The only other agent of the higher class that I think it necessary to mention is the factor. I have shown elsewhere that he is always called a servant in the old books.[3] West's language includes factors as well as attorneys. Servant, factor, and attorney are mentioned in one breath and on a common footing in the Year Book, 8 Edward IV., folio 11 b. So Dyer,[4] "if a purveyor, factor, or servant make a contract for his sovereign or master." So in trover for money against the plaintiff's "servant and factor."[5] It is curious that in one of the first attempts to make a man liable for the fraud of another, the fraudulent party was a factor. The case was argued in terms of master and servant.[6] The first authority for holding a master answerable for his servant's fraud is another case of a factor.[7] Nothing is said of master and servant in the short note in Salkeld. But in view of the argument in Southern v. How, just referred to, which must have been before Lord Holt's mind, and the invariable language of the earlier books, including Lord Holt's own when arguing Morse v. Slue ("Factor, who is servant at the master's dispose"),[8] it is safe to assume that he considered the case to be one of master and servant, and it always is cited as such.[9]
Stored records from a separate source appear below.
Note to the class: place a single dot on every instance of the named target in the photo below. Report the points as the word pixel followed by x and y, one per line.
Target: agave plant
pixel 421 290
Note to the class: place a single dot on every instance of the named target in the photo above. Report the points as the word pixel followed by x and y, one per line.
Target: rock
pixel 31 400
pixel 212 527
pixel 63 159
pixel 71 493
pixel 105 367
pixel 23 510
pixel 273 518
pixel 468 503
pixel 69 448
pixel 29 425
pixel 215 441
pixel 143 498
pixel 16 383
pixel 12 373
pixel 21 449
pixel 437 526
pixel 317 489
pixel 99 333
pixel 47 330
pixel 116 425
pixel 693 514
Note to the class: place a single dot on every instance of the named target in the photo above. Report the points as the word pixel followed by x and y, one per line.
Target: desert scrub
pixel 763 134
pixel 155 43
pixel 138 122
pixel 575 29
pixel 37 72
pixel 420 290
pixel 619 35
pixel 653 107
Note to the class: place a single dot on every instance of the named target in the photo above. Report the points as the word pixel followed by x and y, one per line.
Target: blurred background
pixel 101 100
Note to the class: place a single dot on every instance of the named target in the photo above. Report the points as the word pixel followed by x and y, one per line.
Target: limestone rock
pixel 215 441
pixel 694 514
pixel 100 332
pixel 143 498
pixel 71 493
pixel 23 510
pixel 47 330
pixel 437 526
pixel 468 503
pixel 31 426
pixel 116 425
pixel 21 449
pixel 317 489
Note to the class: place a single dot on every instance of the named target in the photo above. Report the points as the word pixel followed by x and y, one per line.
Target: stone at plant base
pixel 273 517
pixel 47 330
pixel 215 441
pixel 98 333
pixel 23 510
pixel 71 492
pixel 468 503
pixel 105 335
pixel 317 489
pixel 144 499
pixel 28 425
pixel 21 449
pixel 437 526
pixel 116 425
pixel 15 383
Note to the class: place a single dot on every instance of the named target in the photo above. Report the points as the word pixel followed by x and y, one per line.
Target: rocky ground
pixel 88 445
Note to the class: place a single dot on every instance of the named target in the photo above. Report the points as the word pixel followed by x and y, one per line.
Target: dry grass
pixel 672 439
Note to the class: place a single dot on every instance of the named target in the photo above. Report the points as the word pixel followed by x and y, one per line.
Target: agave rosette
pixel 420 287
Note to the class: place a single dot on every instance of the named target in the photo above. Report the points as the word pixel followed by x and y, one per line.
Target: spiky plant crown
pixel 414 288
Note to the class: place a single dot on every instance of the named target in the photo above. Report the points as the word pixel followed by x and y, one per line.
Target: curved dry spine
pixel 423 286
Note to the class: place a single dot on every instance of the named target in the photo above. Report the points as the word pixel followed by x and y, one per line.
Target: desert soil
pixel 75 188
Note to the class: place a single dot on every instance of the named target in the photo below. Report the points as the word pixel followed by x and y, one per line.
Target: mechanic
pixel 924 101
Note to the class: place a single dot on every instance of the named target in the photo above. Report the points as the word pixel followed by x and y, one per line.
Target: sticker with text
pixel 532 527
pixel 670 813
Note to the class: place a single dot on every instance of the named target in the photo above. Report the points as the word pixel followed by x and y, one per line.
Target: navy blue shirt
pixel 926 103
  1. Parsons v. Loyd, 3 Wils. 341, 345; s.c. 2 W. Bl. 845 (M. 13 G. III. 1772); Barker v. Braham, 2 W. Bl. 866, 868, 869; s. c. 3 Wils. 368.
  2. Bates v. Pilling, 6 B. & C. 38 (1826).
  3. The Common Law, 228, n. 3, 181. See further generally, 230, and n. 4, 5.
  4. Alford v . Eglisfield, Dyer, 230 b, pl. 56.
  5. Holiday v. Hicks, Cro. Eliz. 638, 661, 746. See further, Malyne's Lex Merc., Pt. I. c. 16; Molloy, Book 3, c. 8, § 1; Williams v. Millington, 1 H. Bl. 81, 82.
  6. Southern v. How, Cro. Jac. 468; s. c. Popham, 143.
  7. Hern v. Nichols, 1 Salk. 289.
  8. Mors v. Slew, 3 Keble, 72.
  9. Smith, Master and Servant, 3d ed., 266.